The problem is, our old beliefs have become deeply entrenched, and operate unconsciously and automatically. For example, people may offer us all kinds of love and support, but if we have a core belief that says, “I don’t deserve love,” or “People are only trying to get something from me,” then we will filter out their offers. We’ll re-interpret the offers as manipulative, or inauthentic, or we’ll miss the message altogether. After enough of this, people usually stop offering, and the belief becomes a self-fulfilling prophecy.
Change your filters with Hakomi Therapy
The only reason a core belief like this stays in place is that it’s unconscious. It has become such a part of how we perceive the world, we’re convinced that it is the world. The moment we become conscious of it, we realize the discrepancy between perception and reality, and the stranglehold of this core belief begins to unravel.
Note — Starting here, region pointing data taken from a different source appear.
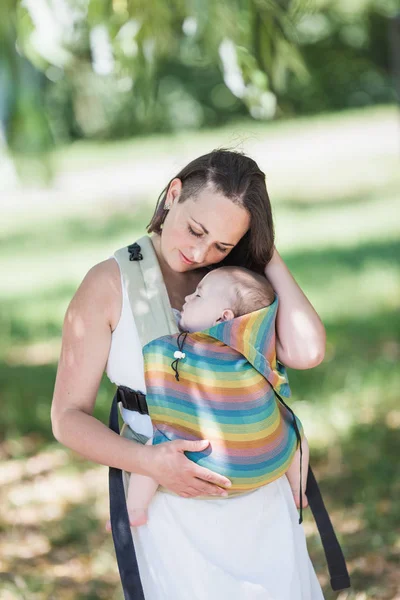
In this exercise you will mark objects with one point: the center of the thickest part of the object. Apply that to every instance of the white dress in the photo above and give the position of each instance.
(248, 547)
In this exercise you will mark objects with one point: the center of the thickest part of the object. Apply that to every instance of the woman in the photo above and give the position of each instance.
(216, 211)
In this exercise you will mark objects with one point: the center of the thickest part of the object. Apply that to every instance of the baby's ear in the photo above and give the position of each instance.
(227, 315)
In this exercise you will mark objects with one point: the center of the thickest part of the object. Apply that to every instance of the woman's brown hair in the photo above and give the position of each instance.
(239, 179)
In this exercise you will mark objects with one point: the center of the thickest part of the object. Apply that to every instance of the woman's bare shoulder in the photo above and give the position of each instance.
(101, 292)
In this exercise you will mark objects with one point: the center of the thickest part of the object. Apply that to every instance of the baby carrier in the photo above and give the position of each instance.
(246, 344)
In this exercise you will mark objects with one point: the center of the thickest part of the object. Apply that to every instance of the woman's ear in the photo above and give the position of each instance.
(174, 191)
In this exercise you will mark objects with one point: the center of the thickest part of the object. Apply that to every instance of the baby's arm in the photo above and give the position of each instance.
(293, 473)
(141, 490)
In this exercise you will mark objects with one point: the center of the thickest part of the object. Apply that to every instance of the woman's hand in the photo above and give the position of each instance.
(174, 471)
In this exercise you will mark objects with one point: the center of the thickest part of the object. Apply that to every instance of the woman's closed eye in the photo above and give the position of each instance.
(197, 234)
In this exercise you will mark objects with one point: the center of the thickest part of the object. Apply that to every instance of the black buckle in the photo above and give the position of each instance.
(135, 252)
(132, 400)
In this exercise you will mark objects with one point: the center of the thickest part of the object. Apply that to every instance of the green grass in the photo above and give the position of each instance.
(338, 229)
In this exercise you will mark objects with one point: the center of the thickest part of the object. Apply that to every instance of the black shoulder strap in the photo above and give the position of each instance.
(334, 556)
(121, 530)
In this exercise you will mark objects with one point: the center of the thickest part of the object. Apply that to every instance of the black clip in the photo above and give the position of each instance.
(135, 252)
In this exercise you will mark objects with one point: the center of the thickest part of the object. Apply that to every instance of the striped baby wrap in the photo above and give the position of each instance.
(225, 392)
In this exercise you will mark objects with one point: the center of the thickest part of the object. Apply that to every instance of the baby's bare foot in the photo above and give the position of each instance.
(137, 517)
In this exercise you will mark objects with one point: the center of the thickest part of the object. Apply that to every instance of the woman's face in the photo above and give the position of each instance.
(201, 231)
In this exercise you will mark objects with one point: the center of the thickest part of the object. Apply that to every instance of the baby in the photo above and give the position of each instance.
(222, 295)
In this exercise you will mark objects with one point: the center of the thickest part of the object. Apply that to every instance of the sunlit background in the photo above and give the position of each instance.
(101, 103)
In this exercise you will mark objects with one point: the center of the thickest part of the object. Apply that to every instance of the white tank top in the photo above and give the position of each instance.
(125, 362)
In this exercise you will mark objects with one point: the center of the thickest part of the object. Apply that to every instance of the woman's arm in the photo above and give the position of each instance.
(90, 319)
(300, 332)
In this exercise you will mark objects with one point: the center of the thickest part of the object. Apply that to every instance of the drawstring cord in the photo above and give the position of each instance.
(178, 354)
(298, 436)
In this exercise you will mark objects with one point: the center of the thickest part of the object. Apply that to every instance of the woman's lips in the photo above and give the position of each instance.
(186, 260)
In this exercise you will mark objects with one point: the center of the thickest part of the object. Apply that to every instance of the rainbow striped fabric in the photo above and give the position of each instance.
(225, 394)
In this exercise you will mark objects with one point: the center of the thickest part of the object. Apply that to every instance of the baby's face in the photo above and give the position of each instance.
(207, 304)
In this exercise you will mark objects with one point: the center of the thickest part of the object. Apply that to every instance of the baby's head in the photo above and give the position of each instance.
(224, 294)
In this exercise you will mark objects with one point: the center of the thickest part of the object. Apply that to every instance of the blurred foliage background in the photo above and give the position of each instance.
(104, 101)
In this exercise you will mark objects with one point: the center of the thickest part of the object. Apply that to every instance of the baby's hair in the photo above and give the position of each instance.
(252, 291)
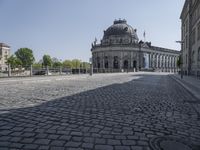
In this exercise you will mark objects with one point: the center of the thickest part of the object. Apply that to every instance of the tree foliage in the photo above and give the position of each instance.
(14, 62)
(25, 55)
(56, 62)
(67, 64)
(179, 61)
(76, 63)
(47, 61)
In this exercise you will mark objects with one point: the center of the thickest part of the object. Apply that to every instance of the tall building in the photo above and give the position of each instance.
(4, 54)
(190, 17)
(121, 49)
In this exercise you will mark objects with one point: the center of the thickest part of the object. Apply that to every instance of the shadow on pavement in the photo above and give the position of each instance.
(118, 116)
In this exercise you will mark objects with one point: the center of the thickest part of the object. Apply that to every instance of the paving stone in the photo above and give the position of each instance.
(88, 145)
(113, 142)
(73, 144)
(123, 111)
(30, 146)
(122, 148)
(42, 141)
(103, 147)
(128, 142)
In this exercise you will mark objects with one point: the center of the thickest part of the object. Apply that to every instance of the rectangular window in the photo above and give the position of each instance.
(193, 36)
(198, 31)
(186, 42)
(186, 59)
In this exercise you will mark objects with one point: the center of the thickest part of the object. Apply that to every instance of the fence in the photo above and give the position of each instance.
(45, 71)
(42, 71)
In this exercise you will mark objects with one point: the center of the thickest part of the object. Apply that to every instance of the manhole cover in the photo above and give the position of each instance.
(169, 143)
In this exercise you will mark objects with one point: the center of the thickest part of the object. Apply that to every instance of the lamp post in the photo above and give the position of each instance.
(140, 44)
(180, 58)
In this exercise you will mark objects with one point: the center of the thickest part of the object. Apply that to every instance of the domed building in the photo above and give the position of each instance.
(120, 49)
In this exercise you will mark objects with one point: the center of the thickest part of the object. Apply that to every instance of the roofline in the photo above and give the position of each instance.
(4, 45)
(184, 7)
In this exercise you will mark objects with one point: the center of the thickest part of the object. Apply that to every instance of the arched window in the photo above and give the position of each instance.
(106, 62)
(126, 64)
(199, 54)
(115, 63)
(134, 64)
(98, 62)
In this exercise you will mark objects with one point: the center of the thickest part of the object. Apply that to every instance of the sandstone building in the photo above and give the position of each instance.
(120, 49)
(4, 54)
(190, 17)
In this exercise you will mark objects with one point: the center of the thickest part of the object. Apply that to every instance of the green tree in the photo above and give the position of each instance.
(56, 63)
(85, 65)
(76, 63)
(37, 65)
(14, 62)
(179, 62)
(67, 64)
(25, 55)
(47, 60)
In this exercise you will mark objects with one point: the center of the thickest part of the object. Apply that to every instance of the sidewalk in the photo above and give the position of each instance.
(190, 83)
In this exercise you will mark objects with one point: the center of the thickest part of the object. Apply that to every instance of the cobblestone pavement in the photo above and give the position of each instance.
(103, 112)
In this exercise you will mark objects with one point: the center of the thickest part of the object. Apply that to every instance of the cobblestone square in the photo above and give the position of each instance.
(123, 111)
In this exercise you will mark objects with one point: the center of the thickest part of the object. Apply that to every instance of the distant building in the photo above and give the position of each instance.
(120, 49)
(4, 54)
(190, 17)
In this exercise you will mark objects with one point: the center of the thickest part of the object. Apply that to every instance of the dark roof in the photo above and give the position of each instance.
(120, 27)
(165, 49)
(4, 45)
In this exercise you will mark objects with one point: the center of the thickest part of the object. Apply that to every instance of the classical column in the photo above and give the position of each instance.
(103, 61)
(157, 60)
(153, 60)
(150, 65)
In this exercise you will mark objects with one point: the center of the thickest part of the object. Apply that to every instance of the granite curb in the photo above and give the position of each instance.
(191, 88)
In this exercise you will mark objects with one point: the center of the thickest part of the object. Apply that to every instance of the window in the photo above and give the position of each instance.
(186, 42)
(193, 36)
(193, 56)
(198, 34)
(186, 58)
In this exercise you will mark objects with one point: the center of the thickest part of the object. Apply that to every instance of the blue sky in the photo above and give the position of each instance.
(66, 28)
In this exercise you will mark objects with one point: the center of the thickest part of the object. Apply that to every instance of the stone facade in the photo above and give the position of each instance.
(120, 49)
(4, 54)
(190, 18)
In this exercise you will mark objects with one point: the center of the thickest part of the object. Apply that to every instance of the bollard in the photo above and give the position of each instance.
(60, 70)
(31, 70)
(91, 69)
(9, 70)
(47, 70)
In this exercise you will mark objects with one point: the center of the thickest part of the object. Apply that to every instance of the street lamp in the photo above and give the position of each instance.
(181, 60)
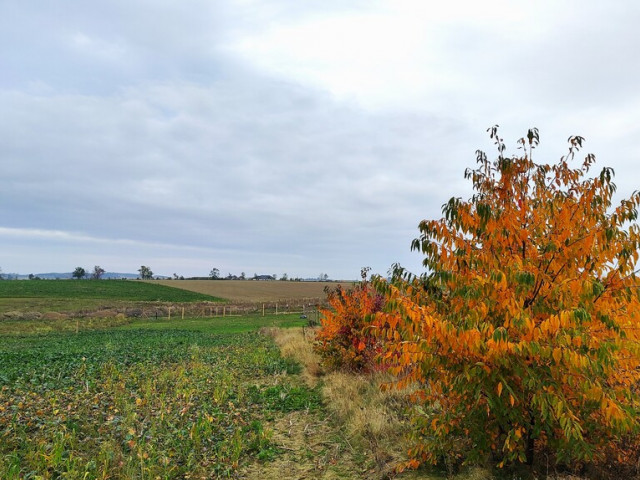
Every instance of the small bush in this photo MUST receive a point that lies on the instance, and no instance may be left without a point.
(345, 341)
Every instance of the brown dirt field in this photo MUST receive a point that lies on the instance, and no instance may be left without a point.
(252, 290)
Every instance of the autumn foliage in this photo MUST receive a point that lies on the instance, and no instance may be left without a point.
(523, 335)
(345, 340)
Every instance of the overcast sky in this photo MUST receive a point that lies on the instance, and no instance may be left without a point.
(273, 136)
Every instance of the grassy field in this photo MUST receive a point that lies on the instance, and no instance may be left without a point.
(70, 295)
(181, 399)
(120, 397)
(252, 291)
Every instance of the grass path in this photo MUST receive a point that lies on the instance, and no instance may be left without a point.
(203, 398)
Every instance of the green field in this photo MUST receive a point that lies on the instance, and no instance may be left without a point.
(130, 290)
(84, 295)
(180, 399)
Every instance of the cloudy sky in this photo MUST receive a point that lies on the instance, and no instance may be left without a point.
(273, 136)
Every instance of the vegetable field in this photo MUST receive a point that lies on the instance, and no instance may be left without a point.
(192, 399)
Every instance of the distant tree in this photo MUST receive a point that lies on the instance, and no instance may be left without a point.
(98, 271)
(145, 273)
(79, 273)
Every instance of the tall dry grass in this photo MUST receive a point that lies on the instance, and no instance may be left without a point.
(374, 420)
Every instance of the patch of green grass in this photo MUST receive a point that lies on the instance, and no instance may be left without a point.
(121, 290)
(166, 399)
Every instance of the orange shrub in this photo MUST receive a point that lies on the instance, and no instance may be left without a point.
(524, 334)
(345, 340)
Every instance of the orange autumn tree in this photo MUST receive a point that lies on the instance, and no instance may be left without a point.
(523, 334)
(344, 340)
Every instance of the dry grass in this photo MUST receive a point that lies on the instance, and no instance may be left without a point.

Hakomi Therapy can assist this unraveling in two significant ways: One, it helps you become conscious, so the outdated beliefs can no longer run your life “on autopilot.” Two, it helps you learn new beliefs that are more in alignment with your current level of development.
Hakomi is particularly effective with unconscious material because it’s body-centered, experiential, and deeply honoring of each person’s process. More than anything, fear is the glue that holds our detrimental unconscious beliefs and filters in place. The immediacy and gentleness of Hakomi offers such a beautiful safety that the fear begins to dissolve, loosening the grip of patterns that have limited your life.
The ultimate result is Freedom. Freedom to choose the life you want to live as opposed to having it determined by automatic responses.